Part 2 · Chapter 06

Decision Trees: The Judgmental Algorithm

A flowchart that learns. Gini, entropy, information gain.

So far, the models we've built have been a bit... abstract. They find the best-fit line or the best-separating plane by fiddling with weights and biases. They give us an answer, but the reasoning is hidden inside a mathematical formula.

Now, let's build a model you can argue with. A model that's as transparent as it is judgmental.

Meet the Decision Tree.

Imagine an algorithm that makes decisions like a paranoid, hyper-specific auntie asking 20 questions before letting you borrow her car. "Is the weather nice? Are you going on the highway? Did you check the tire pressure? Is your friend Chad going with you? I don't like Chad."
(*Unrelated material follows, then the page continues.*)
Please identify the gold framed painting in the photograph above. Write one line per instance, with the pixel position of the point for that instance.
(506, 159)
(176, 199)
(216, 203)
That's a Decision Tree. It's basically a flowchart on steroids, and it's one of the most intuitive and interpretable models in all of machine learning.

A Flowchart That Learns

Remember Chapter 1? We said a Decision Tree is just a flowchart that an algorithm learns from data. That's literally it.

A simple decision tree for classifying Iris flowers.

Each internal node is a question about a feature (e.g., "Is age < 30?").

Each branch is an answer to that question (e.g., "Yes" or "No").

Each leaf node is a final decision or prediction (e.g., "Class = 'Buys the Product'").

The genius of the algorithm is that it figures out the best questions to ask, and in what order, to make the most accurate predictions.

The Big Question: What's the Best Question?

How does the tree decide to ask "Is age < 30?" instead of "Is income > $50k?" It needs a way to measure how "good" a question is. A good question is one that splits a mixed group of data into purer, more organized subgroups.

We measure this purity (or lack thereof) with metrics like Gini Impurity or Entropy.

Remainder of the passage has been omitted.